Vaxevanis, the publisher of Hot Doc magazine,could be in court again as early as next month.
The public prosecutor claims to have found "legal faults" in the original verdict passed on 1 November.
"This is an unprecedented decision that drags the country through the mud, muzzles the press and serves [vested] interests," Vaxevanis said in a statement to the AFP news agency.
The 46-year-old journalist will now be tried by a panel of three judges, the source said on condition of anonymity.
A single judge presided over the first hearing.
Vaxevanis faces a maximum three-year prison sentence for publishing a document containing the names over 2,000 Greek HSBC account-holders in Switzerland.

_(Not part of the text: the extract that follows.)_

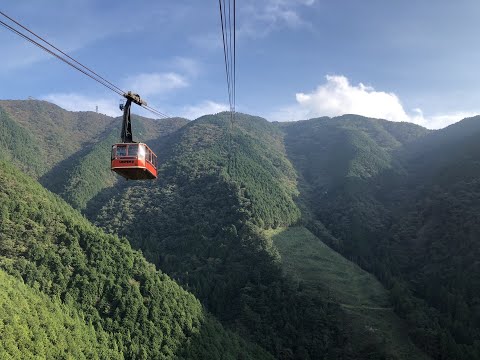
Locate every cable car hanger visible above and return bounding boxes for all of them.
[120,91,146,143]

The list was originally leaked by an HSBC employee and passed to Greece in 2010 by France's then-finance minister Christine Lagarde, who now heads the International Monetary Fund.

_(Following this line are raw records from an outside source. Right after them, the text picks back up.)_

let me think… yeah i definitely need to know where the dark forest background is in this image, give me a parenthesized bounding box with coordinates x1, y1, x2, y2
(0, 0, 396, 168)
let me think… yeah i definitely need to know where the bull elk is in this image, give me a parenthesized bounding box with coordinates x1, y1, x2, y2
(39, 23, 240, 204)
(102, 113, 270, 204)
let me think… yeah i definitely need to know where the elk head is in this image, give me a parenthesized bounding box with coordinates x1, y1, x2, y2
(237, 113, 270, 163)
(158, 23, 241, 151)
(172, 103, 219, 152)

The list enabled authorities in France, Spain and Britain to recuperate millions of euros in lost tax revenue but Greek authorities treated it as stolen data and failed to pursue the case.
None of the people named by Vaxevanis have pressed charges against him and his first trial caused widespread indignation.
The affair has resurfaced amid British press reports over another list of some 8,500 people with accounts at the HSBC branch of the Channel Island tax haven of Jersey.
Greek Finance Minister Yannis Stournaras on Thursday wrote to his British counterpart George Osborne to request information on the list, which reportedly includes nearly 100 Greek account-holders.